DEMOCRAZY.ID — Hilangnya dua pilar utama kekuasaan secara resmi menandai babak baru pertaruhan politik mantan Presiden ke-7 RI Joko Widodo di panggung nasional.
Pengamat politik nasional Adi Prayitno menilai bahwa Jokowi kini harus menghadapi ujian terberatnya tanpa dukungan institusi kepresidenan maupun mesin partai raksasa yang dulu melambungkan namanya.
Dengan tanggal kedaluwarsa kekuasaan yang telah usai dan putusnya hubungan mesra dengan PDI-P, Jokowi praktis tidak lagi memegang kendali atas instrumen birokrasi maupun partai pengusung utama.
Dalam situasi tanpa daya tawar formal tersebut, Partai Solidaritas Indonesia (PSI) disulap menjadi satu-satunya kendaraan politik tersisa yang digadang-gadang mampu menjaga kelangsungan dinasti serta pengaruh sang mantan kepala negara.
“Ketika Jokowi all out ingin memenangkan PSI di 2029, ini adalah pertaruhan politik Jokowi yang sesungguhnya setelah tak lagi jadi presiden, setelah tak lagi bersama dengan PDI-P,” ujar Adi Prayitno melalui kanal YouTube pribadinya, dikutip Selasa (4/8).

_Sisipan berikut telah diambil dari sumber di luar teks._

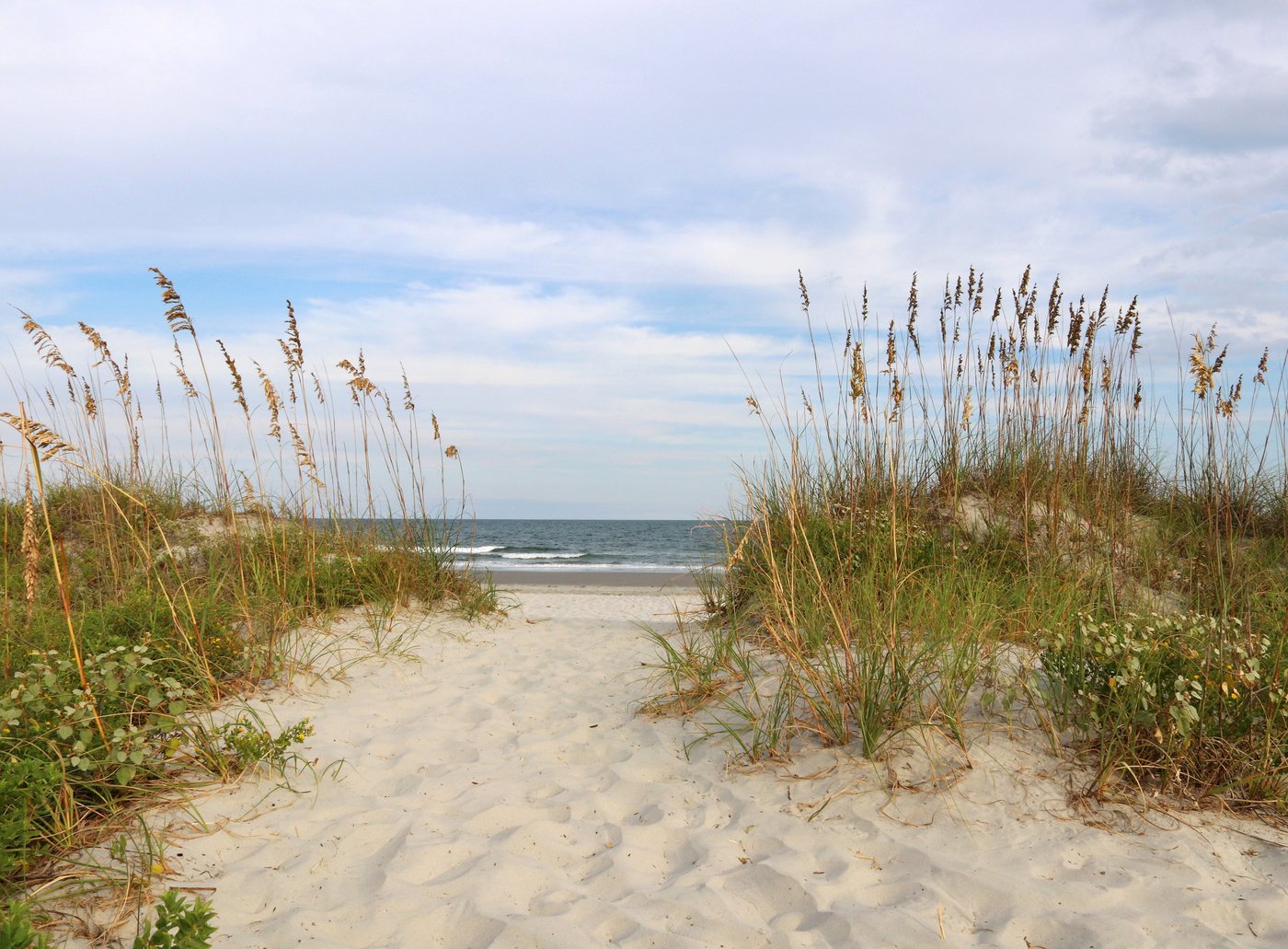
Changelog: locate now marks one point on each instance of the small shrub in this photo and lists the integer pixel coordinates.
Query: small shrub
(180, 925)
(1184, 701)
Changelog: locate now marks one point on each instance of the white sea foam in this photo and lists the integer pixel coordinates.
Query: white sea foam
(541, 556)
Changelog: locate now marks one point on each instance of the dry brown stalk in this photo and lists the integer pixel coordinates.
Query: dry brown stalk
(238, 391)
(29, 547)
(177, 316)
(45, 346)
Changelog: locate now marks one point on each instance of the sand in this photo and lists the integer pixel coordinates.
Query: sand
(502, 792)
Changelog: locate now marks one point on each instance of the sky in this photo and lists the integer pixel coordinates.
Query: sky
(577, 227)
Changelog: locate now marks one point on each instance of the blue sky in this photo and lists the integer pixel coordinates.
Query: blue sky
(564, 218)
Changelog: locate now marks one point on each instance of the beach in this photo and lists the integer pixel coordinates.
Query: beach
(502, 791)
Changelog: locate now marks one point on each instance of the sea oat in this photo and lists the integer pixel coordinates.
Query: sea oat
(177, 316)
(912, 318)
(29, 547)
(238, 389)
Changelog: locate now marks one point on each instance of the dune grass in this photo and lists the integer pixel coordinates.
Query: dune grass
(152, 563)
(1008, 481)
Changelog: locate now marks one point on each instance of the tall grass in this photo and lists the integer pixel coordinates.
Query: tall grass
(154, 559)
(1004, 475)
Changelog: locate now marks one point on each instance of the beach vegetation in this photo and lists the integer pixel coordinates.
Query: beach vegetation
(158, 563)
(1008, 499)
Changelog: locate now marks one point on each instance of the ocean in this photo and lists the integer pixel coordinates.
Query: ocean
(551, 544)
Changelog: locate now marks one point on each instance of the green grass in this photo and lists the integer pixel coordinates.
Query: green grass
(1005, 478)
(154, 562)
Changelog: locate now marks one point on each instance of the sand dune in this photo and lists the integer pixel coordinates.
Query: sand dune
(502, 793)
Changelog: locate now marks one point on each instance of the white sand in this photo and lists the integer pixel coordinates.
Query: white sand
(504, 793)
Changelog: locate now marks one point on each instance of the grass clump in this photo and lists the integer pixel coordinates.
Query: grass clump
(152, 565)
(1008, 482)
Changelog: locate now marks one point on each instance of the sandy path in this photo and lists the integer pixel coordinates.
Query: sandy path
(502, 793)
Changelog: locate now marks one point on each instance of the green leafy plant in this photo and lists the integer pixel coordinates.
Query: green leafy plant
(1184, 701)
(247, 743)
(17, 932)
(179, 925)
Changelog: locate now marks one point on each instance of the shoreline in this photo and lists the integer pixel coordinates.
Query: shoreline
(601, 581)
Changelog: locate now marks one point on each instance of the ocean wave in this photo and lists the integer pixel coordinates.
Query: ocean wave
(541, 556)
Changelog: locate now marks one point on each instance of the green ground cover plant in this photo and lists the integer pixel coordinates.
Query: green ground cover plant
(154, 563)
(1008, 481)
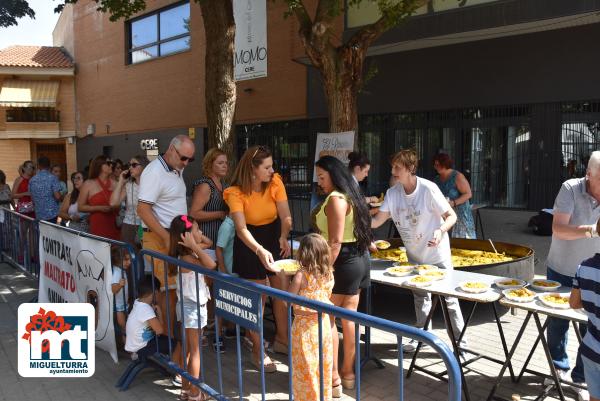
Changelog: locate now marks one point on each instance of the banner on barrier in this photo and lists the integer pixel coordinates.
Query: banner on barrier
(238, 305)
(78, 269)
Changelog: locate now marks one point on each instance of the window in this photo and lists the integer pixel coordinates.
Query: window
(161, 33)
(32, 115)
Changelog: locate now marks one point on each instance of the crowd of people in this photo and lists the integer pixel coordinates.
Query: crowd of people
(241, 227)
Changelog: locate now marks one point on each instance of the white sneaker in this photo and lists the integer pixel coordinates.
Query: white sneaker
(411, 346)
(582, 394)
(562, 375)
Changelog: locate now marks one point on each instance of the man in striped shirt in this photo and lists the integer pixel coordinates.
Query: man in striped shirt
(586, 294)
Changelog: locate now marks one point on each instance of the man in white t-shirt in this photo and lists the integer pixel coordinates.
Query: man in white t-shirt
(161, 198)
(423, 218)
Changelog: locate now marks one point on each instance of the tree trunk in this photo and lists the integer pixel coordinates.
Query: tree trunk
(220, 88)
(342, 77)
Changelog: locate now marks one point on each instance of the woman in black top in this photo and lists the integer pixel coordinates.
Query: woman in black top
(208, 206)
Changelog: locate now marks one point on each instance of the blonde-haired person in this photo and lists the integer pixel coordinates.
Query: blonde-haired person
(208, 206)
(260, 211)
(314, 281)
(423, 218)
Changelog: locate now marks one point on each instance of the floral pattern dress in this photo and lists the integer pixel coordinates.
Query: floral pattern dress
(305, 343)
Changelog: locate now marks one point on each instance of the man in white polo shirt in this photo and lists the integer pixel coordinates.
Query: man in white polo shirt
(161, 198)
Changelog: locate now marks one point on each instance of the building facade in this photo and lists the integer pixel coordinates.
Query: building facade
(508, 88)
(37, 108)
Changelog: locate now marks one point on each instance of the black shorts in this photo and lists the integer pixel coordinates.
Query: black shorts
(351, 270)
(245, 262)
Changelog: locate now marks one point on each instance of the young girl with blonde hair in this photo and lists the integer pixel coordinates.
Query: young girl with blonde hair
(314, 280)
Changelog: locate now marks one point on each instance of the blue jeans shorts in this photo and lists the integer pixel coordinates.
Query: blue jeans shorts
(591, 370)
(191, 319)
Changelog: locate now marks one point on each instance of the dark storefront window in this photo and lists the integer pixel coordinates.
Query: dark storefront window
(496, 164)
(159, 34)
(580, 136)
(32, 115)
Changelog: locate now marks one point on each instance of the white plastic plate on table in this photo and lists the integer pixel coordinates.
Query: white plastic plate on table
(279, 264)
(400, 271)
(413, 283)
(425, 268)
(545, 288)
(551, 304)
(463, 286)
(435, 275)
(518, 283)
(513, 298)
(382, 244)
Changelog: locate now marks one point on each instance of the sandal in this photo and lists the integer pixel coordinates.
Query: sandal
(348, 384)
(280, 348)
(336, 391)
(199, 397)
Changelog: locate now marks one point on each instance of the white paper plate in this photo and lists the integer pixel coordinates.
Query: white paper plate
(498, 282)
(417, 283)
(382, 244)
(544, 288)
(435, 275)
(423, 268)
(409, 270)
(510, 297)
(463, 286)
(278, 265)
(551, 304)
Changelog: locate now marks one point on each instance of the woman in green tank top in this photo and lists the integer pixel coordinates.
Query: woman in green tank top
(343, 219)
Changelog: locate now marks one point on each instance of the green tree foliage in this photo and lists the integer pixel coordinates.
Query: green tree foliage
(11, 10)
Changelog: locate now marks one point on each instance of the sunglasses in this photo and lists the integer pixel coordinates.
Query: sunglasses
(184, 158)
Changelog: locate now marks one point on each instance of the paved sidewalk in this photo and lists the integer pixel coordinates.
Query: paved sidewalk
(376, 385)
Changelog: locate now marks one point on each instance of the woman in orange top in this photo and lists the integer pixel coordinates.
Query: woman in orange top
(259, 208)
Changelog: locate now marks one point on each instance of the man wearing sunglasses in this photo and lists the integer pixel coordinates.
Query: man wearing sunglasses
(161, 198)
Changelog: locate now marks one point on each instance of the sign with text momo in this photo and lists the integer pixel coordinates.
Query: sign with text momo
(339, 145)
(237, 304)
(250, 57)
(56, 340)
(76, 269)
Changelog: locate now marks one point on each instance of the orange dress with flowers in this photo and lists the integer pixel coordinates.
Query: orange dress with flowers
(305, 343)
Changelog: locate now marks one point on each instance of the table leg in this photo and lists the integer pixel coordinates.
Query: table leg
(368, 356)
(426, 326)
(503, 340)
(509, 357)
(549, 357)
(450, 331)
(464, 330)
(537, 340)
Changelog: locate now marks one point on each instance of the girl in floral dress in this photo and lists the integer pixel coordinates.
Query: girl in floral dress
(314, 280)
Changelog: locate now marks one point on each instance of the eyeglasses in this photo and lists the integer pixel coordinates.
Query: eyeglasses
(184, 158)
(260, 148)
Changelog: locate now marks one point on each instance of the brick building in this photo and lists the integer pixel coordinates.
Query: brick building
(508, 88)
(37, 108)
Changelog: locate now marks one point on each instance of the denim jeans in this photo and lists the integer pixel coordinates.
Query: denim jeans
(557, 334)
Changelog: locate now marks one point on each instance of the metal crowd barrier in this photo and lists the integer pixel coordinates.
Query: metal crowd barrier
(232, 294)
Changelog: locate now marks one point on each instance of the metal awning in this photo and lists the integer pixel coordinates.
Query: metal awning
(29, 93)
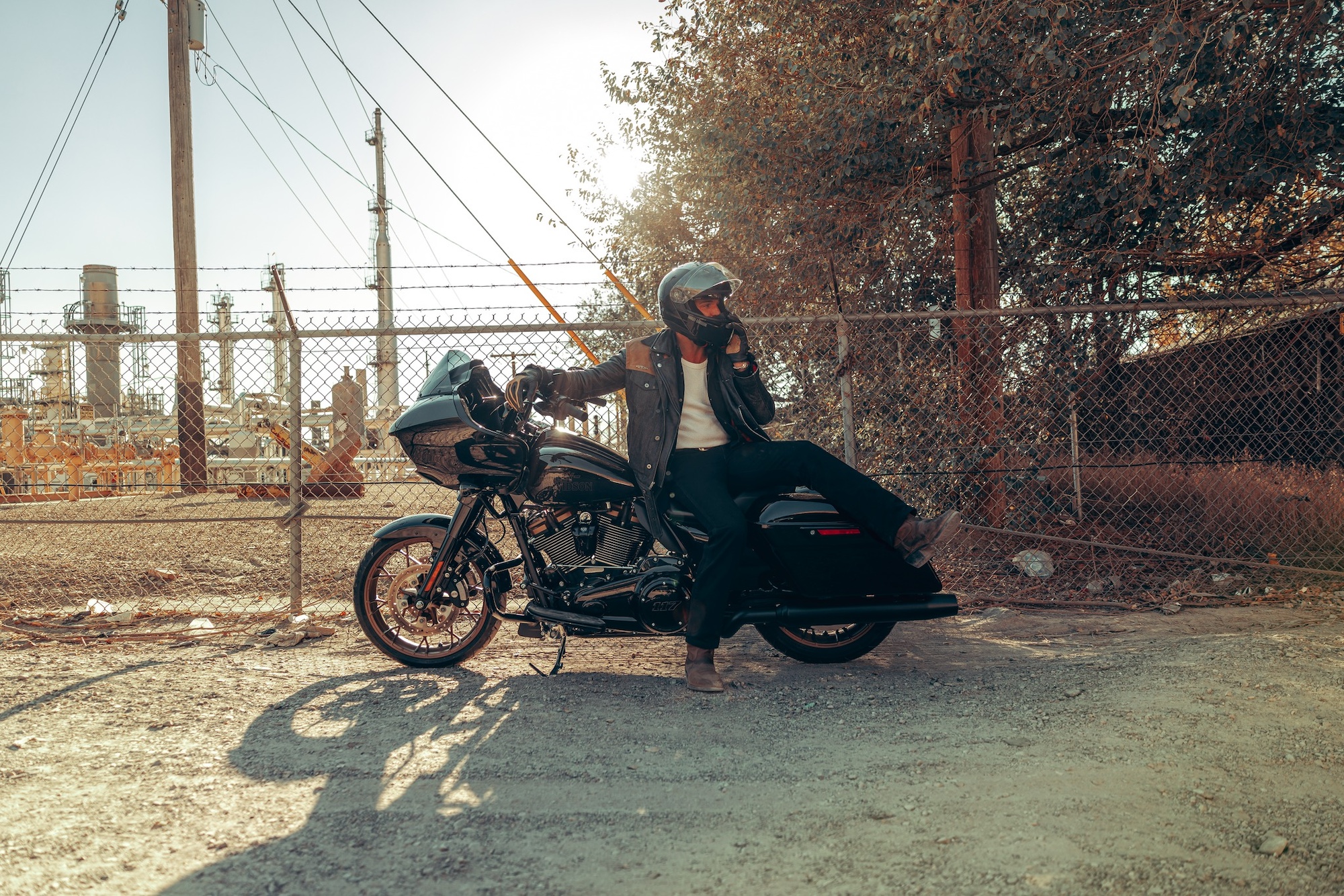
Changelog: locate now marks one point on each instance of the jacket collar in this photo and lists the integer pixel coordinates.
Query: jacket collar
(665, 343)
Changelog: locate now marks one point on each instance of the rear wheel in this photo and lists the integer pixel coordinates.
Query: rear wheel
(827, 644)
(446, 632)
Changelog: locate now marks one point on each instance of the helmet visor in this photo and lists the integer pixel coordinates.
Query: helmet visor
(708, 277)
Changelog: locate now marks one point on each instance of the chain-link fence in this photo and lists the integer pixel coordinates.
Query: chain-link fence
(1185, 451)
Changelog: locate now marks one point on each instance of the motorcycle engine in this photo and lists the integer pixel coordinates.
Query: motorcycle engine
(662, 602)
(587, 538)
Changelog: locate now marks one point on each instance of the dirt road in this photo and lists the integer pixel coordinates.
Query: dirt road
(995, 753)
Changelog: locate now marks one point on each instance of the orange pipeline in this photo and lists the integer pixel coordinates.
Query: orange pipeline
(631, 298)
(552, 308)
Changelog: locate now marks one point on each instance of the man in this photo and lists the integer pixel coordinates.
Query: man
(697, 410)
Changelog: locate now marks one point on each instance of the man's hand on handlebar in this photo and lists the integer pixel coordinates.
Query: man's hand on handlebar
(523, 389)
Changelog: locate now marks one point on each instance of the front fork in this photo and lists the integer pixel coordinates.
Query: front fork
(472, 506)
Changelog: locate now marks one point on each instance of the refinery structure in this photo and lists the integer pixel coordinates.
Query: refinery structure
(81, 416)
(91, 410)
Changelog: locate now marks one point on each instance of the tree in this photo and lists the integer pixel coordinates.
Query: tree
(1134, 151)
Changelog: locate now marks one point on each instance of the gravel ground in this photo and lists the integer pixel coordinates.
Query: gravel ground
(997, 753)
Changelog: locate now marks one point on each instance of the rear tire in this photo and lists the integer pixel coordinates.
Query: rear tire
(442, 636)
(827, 644)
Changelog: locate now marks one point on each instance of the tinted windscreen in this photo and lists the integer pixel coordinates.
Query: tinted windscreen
(452, 371)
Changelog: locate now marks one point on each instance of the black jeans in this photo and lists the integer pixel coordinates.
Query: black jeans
(705, 482)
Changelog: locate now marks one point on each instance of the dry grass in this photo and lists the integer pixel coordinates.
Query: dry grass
(1237, 510)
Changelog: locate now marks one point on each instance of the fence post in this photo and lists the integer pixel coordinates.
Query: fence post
(1073, 445)
(846, 389)
(295, 397)
(296, 476)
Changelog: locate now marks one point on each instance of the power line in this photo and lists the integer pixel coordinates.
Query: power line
(290, 140)
(312, 289)
(339, 132)
(349, 76)
(409, 142)
(345, 171)
(428, 245)
(280, 174)
(115, 26)
(501, 152)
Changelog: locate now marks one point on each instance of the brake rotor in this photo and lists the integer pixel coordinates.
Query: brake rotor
(401, 602)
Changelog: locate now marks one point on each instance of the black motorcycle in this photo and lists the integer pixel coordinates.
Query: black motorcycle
(433, 589)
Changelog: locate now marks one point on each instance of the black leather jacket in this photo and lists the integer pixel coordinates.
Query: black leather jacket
(650, 371)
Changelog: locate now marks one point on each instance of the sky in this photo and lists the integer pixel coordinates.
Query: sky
(528, 72)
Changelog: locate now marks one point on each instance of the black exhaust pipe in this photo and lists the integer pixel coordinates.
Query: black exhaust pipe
(927, 607)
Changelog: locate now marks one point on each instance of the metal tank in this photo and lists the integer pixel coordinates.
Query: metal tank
(349, 401)
(99, 314)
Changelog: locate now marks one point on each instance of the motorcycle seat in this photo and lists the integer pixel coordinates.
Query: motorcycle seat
(682, 515)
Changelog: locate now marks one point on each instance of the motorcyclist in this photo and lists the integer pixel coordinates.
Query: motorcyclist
(697, 416)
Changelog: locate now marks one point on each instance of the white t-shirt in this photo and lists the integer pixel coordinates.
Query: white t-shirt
(700, 427)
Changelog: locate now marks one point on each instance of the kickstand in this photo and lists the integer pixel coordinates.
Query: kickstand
(554, 633)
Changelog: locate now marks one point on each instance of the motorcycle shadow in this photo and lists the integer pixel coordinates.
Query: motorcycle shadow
(385, 757)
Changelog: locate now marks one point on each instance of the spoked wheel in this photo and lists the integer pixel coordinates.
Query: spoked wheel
(827, 644)
(447, 631)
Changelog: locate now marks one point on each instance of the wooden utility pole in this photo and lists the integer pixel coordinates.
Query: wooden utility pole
(979, 351)
(385, 347)
(190, 398)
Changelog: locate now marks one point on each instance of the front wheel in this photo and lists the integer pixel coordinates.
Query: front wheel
(448, 631)
(827, 644)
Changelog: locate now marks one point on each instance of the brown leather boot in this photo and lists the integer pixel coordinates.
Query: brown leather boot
(701, 674)
(917, 539)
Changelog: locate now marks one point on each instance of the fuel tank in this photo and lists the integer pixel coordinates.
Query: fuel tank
(572, 469)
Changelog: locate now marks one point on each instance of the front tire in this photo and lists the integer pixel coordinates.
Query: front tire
(442, 635)
(827, 644)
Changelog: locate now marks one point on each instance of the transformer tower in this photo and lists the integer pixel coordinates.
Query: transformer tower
(385, 353)
(280, 361)
(224, 304)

Adi menyoroti bahwa pertarungan menuju Pemilu 2029 ini bakal menjadi pembuktian mutlak atas mitos pengaruh politik sang mantan penguasa di hadapan publik.
Jika eksperimen politik ini berbuah manis dan PSI sukses melenggang ke Senayan, maka reputasi politik Jokowi dipastikan akan tercatat sebagai fenomena luar biasa.
Sebaliknya, kegagalan meloloskan partai tersebut bakal menjadi vonis telak yang mengonfirmasi bahwa pengaruh sang mantan presiden selama ini sepenuhnya bersumber dari fasilitas jabatan, bukan pengaruh personal yang mandiri.
“Kalau PSI lolos, berarti Jokowi hebat dan rekor politiknya tentu sangat luar biasa. Tapi kalau Jokowi tidak mampu membawa PSI lolos ke parlemen, banyak pihak akan mengatakan bahwa, ya, Jokowi sebenarnya bukan siapa-siapa tanpa PDI-P dan setelah tak lagi jadi presiden,” tegas Adi.
Gelora pertaruhan tersebut tampak semakin nyata diterjemahkan ke lapangan saat Jokowi turun gunung menghadiri Rapat Koordinasi Daerah (Rakorda) PSI Kota Kupang di Hotel Harper, Nusa Tenggara Timur (NTT), Sabtu (1/8/2026).
Di hadapan para kader yang tumpah ruah memenuhi ruangan, Jokowi menepis keraguan publik dengan memasang target ambisius yang melampaui batas minimal parlemen.
Ia menegaskan bahwa gerilya politik yang tengah dibangun tidak sekadar bertujuan melompati ambang batas parliamentary threshold, melainkan merebut kemenangan mutlak pada 2029.
“Sekali lagi saya sampaikan, target kita bukan hanya target masuk Senayan. Bukan itu. Target kita adalah kemenangan di 2029,” seru Jokowi, dikutip Senin (3/8).
Meski enggan membuka secara vulgar rincian taktik di balik layar, ia mengklaim bahwa kalkulasi internal partai serta militansi kader di daerah telah menunjukkan tren grafik yang sangat positif.
Meluapnya massa simpatisan di Kupang diakuinya sebagai suntikan moral yang membuktikan tingginya antusiasme akar rumput terhadap masa depan partai.
“Kalau soal masuk Senayan, saya tidak mendahului dan tidak sombong. Tetapi kita punya hitung-hitungan, kita punya kalkulasi. Masuk,” jelasnya optimis.
“Kalau Rakorda di tingkat Kota Kupang penuh seperti ini, apa yang kita takutkan? Apa yang kita khawatirkan?” imbuhnya di hadapan para kader.
Keyakinan tersebut kian ditegaskan dengan membandingkan antusiasme serupa yang ditemuinya di berbagai wilayah lain, termasuk saat blusukan ke Lampung mulai dari Bandar Lampung hingga pelosok Mesuji dan Tulang Bawang.
Bagi Jokowi, kunci kemenangan mutlak tersebut kini tinggal menunggu waktu eksekusi dengan memastikan mesin partai mengakar kuat hingga struktur terbawah, menjangkau seluruh pelosok desa hingga bilik-bilik Tempat Pemungutan Suara (TPS).